When he turns to the way forwards, Newfield identifies positive steps in the “New” part of the New American University. He finds a desire for nonhierarchical innovation among the main principles of Crow and Dabars’ vision, and goes on to outline why more universities don’t adapt such models (a section well worth reading). It’s worth noting that, while faculty aren’t up in arms about the New American University and ASU has actually found ways to operate without the levels of adjunctification that many other universities have endured, many of these changes are still extremely hierarchical.

While I was at ASU there was a rash of school and department closing. Within four years as a Education major I was a part of the Mary Lou Fulton College of Education, the College of Teaching and Educational Leadership, and I finally graduated with a degree from the Mary Lou Fulton Teacher’s College. These closings and mergers (there were three different education schools with different focuses and on different campuses as recently as 2008) were met with anxiety from some members of the graduate education population. Other departments were similarly reshuffled with little input from those working within the systems themselves. Combining schools or departments doesn’t always ensure that everyone gets the resources that they need and deserve. I am all for interdisciplinary studies (most of my education has been such), but as I’ve argued before, knocking down departmental barriers needs to be done by scholars and on scholar’s terms. There is a difference between “collaboration across traditional disciplines” and imposed interdisciplinarity.

Indeed, Newfield makes sure not to conflate Crow and Dabars’ dislike for elite, selective colleges with any hopes that they take a stand against the corporatization of universities:

At crucial points, the authors trundle in villains from central casting: “Faculty committees tend to deliberate while shifts in policy, culture, and technology flash by at warp speed,” etc., etc. Collaborative design cannot possibly move forward when the executive party feels entitled to judge (and lecture) the rank-and-file designers on the basis of off-the-shelf imperatives about disruptive innovation. Crow and Dabars miss an opportunity to advocate for fully inclusive collaborative design techniques. I wish they were as anti-managerial as they are anti-elitist.

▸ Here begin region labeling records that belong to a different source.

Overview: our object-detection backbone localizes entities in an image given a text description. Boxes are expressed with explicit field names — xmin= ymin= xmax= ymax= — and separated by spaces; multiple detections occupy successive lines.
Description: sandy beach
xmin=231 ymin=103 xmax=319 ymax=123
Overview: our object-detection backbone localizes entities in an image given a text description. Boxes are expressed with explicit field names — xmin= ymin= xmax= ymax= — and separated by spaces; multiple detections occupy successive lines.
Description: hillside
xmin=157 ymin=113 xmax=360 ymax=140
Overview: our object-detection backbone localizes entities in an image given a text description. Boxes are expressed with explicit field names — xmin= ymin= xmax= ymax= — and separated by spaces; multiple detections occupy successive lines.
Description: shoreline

From there, Newfield moves to a second criticism of the book (and Crow’s broader narrative) – a lack of demand for public funding of public universities. In the book, Crow and Dabars call mass funding of public higher education an “unattainable societal goal.” This is a perfect sum of Crow’s moderate fight against defunding in the Grand Canyon State, one which has caused nearly annual tuition increases in all three state universities. (Insert my all-too-frequent reminder that the state constitution calls for free higher education). Newfield closes with this wonderful conclusion on the New American University and the current higher education context in which it sits:

Crow and Dabars are right to want new public universities to replace the Harvard standard. Their book is worth reading just for that discussion. They also support “massive change” and celebrate moon shots. So then, how about these two moon shots? First, use ASU to model nonhierarchical collaborative design, design that replaces finance-driven restructuring supervised by academic executives. Second, call for the doubling of public funding of public universities (which shouldn’t be difficult as we have recently halved it), in tandem with a halving of tuition (which shouldn’t be difficult as we recently doubled it). Make “free college for all” a medium-term national goal. We did free K–12 a century ago. We did a moon shot for the actual moon. We can obviously do the same thing for correctly funded 21st-century public colleges and universities. But we need people in Crow’s position to tell the truth about the power shifts and the public money that the next-generation, democratized public university will require.